Picture 6: Purvottanasana
Straight bridge. Sit down on the floor. Legs are fully on the mat and feet are hips distance apart. Place your hands on the mat, fingers pointing towards your feet. Your hands are straight under your shoulders (so next to your body). The hands are placed just behind the hips and thus behind your body. Inhale, push your hips up keep the legs straight. Feet stay fully on the mat, while you push your hips up as high as possible. It helps to squeeze your gluteus together. Stay for 5 cycles of breath.
Picture 7: Plank pose, knee to elbow
Plank pose with one knee forward. Make it look like you are a straight plank. Have your hips aligned with your body, so not high in the air or close to the ground. Shoulders are 90 degrees over your wrists. Contract your abdominal muscles. Bring your right knee to your right elbow. Try to stay here for a minimum 3 cycles of breath. Change side.
Picture 8: Paripurna Navasana
Boat pose. Place your feet in front of you, hips distance apart. Hold with your hands under your knees; use this force to straighten your back. Keep your back as straight as possible during the entire pose. Balance on your sit bones; take your feet off the floor. If possible stretch arms out on shoulder height and a next step is to straighten your legs. Try to stay for a minimum of 5 breaths.
Picture 9: Salamba Sirsasana 2, legs 90 degrees.

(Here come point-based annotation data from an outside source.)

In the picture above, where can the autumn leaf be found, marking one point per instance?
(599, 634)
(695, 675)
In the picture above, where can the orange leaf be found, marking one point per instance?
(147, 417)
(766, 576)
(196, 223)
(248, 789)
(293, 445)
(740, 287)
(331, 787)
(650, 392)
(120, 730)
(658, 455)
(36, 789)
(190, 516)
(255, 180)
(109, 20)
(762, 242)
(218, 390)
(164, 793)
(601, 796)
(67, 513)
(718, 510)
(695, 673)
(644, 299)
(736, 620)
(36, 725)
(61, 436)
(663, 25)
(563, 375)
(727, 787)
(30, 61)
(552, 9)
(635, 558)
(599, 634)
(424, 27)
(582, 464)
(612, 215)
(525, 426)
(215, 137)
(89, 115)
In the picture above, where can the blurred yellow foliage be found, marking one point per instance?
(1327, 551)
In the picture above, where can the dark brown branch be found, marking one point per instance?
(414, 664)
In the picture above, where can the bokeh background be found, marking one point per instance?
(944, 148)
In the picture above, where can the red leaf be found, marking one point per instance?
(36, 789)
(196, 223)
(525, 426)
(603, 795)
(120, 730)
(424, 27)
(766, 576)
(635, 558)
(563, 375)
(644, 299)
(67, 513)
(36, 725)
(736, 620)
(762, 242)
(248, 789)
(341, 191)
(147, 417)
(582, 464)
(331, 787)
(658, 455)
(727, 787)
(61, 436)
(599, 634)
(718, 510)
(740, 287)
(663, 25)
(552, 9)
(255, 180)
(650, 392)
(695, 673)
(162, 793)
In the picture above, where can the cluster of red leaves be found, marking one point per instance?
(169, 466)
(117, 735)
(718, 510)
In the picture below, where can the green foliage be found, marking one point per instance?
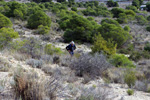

Supported headstand 2. Start in a table top and place your elbows straight under your shoulders. Then interlace the fingers. That spot is where you can place the head. Then place your hands where the elbows where, fingers pointed forward (towards the head). Take the knees off the mat, straighten the legs. Walk your feet closer to your face, until your feet come off the mat. Bring your legs up at the same time. Stop when your legs are in a 90 degree angle with the floor. Stay there for a couple of breaths. Lower them closer to the floor again, right before your feet touch the floor, bring them back up. Repeat this as many times as you can. Stay for at least 5 breaths with the legs at 90 degrees. If you are afraid to fall over, use the wall for support.